Satoshi Nakamoto’s Bitcoin protocol was the first to successfully apply the concept of a distributed public ledger to peer-to-peer transactions. In line with the decentralized nature of the technology, Nakamoto released the protocol as open source meaning anyone could take the protocol, modify it and their own p2p transaction network. As new ideas came to the space, users began to find applications for blockchain technology outside of the p2p money use case. This article will look at how these different applications fall into one of two categories, and what is the difference between them: Public Vs Private blockchain protocols.

Public protocols are open source and permissionless, allowing anyone to participate or benefit from the technology. Ethereum is one such public protocol that allows for users to build and run their own smart contracts without building their own ecosystem. Anyone can develop a decentralised application (Dapp) on Ethereum so long as the purchase some Ether to use as GAS, this is like the fuel needed to run their software programs.

Unlike public protocols, private blockchains require permissioned access and operate under the guises of a centralised organisation.

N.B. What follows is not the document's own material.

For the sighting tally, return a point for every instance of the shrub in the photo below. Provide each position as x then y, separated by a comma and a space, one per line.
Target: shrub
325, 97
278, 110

The entry control procedures can vary from giving existing participants power to nominate future entrants to having a predetermined set of steps a user must complete for their access rights. Once an entity has joined the network, it will play a role in maintaining the blockchain in a decentralised manner. Since the system relies on internal participants to verify transactions there are not the same game theoretic incentive mechanisms in place to secure the network. Private blockchains are more efficient in terms of scalability and compliance with regulatory requirements but are vulnerable to network manipulation due to the centralised governance.

 A subset of the private protocol are federated or consortium blockchains. The consensus mechanism is predefined by the leaders within the network. As an example, imagine a scenario where a group of financial institutions want to transact with each other, such as LIBOR. The consensus mechanism may state that 8 out of 12 banks must approve the transaction for it to be valid. Similar to private blockchain, consortiums are often faster, more scalable and offer greater transaction privacy then public blockchains.

Whilst private blockchains keep information from being seen by the general public, they also rely on their limited private networks to maintain the integrity of the blockchain protocol itself. Essentially this means that the blockchain is more vulnerable to being hacked or altered by those within the network. This is especially concerning for federated or consortium blockchains where colluding banks may alter information within their internal networks, such as debt obligations between them. Public blockchains on the other hand can be maintained by anyone with sufficient computing power to do so and allow for full transparency of the information they contain. Public blockchain protocols were the original concept that Satoshi Nakamoto created, decentralising information to limit the potential for nefarious acts.